A while back, independent animator and open culture advocate Nina Paley pined for an open source, 2-D vector animation program. Now her prayers have been answered; sort of. Tupi is a Kickstarter project whose goal is to create a fully functioning 2-D animation program that is also open source. But that’s not all, there’s also another Kickstarter project that aims to upend the ubiquituous animation GIF.
The Tupi project wants to give the same freedom to 2D-animation artists. Tupi is a 2D animation platform (GPL licensed ) whose main focus is to become the free/open source industry standard for every person interested in learning 2D animation—from beginners to professionals. Tupi’s strength is its emphasis on usability and a friendly interface. This project is still under development and requires a lot of work. That’s the reason of this campaign. If you are a 2D animator and you want the freedom to express yourself with software that is truly yours, Tupi is your future and we need your help.
That’s a lofty goal (with a similarly lofty fundraising target of $30,000) but if it is achieved, then it would do much to make inroads into the currently very closed world of 2-D animation software.
At present, Adobe has Flash along with the likes of Toon Boom offer animation software that can be utilised for 2-D projects. All this software is expensive no matter who you are; studio or independent artist. Flash is a minimum of $240 per year and Toon Boom Animate is $699 for one license!
Why is all this noteworthy? Well, in the 3-D space, there is actual, real competition between the various players. Autodesk sells their commercial software, but they must compete with the open source Blender. The latter’s free price has proven extremely tempting for plenty of animators, professional and otherwise.

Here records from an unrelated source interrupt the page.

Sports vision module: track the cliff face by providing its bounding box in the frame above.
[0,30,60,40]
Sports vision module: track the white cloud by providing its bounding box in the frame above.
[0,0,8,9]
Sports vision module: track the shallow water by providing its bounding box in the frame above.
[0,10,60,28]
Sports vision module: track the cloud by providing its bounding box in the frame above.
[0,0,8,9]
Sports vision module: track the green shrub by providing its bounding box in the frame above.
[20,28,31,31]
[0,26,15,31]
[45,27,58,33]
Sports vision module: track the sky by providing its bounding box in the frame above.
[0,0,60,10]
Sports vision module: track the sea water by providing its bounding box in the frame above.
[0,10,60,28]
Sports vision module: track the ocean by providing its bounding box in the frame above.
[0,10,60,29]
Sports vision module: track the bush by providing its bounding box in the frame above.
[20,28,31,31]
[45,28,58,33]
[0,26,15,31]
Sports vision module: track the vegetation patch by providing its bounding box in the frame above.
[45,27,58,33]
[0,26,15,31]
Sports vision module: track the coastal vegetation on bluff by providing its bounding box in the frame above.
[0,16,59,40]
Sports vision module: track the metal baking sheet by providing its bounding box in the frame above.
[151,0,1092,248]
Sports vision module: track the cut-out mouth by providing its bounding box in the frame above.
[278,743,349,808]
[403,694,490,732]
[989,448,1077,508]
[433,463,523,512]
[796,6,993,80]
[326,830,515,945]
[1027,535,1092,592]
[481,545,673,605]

Yet the 2-D space is left to the mercy of commercial companies. Blender extends the tools of the pros to even the lowliest independent. The 2-D space is not like that (yet.) Independents are faced with little choice: either pony up for a commercial program, or find another method. Unfortunately this ‘other’ method can mean going back in time to using cels and a camera.
That isn’t to say that such a move is a bad thing, but it is a retrograde step compared to the benefits that modern technology is supposed to provide. Pretty much everyone has a computer nowadays, and it’s a shame that there are barriers put in place to stop artists using them to their full potential.
So here’s hoping that Tupi succeeds. It may be a clunky start, but if it can build on its success, within a short space of time, we could have a real, viable 2-D animation program on out hands, and loads of lovely animation to boot.
The second Kickstarter project is quite different from the first (h/t to Techdirt). It’s main goal, which was quite surprising to learn, it to create a set of tools that allow users to make moving PNG images.
What? Yes! PNG images can be animated in exactly the same way as the GIFs we all know, love and cringe at on Tumblr. Not convinced? Have a look at this comparison:
The bottom image twirling around on your screen really is a PNG. Go ahead, save it and see for yourself. The differences should be clear, and obvious! Besides much smoother movement, the APNG blends much better into the background than the GIF.
The project’s main goal has already been achieved, and their stretch goal is within reach. If they make it, not only will be be able to drastically increase the quality of spoilers on Tumblr and elsewhere, we could also see a vast improvement of the ability of animated images to tell stories, or engage audiences. That’s something to consider, especially if animated images continue to gain popularity and prominence in entertainment and fandom.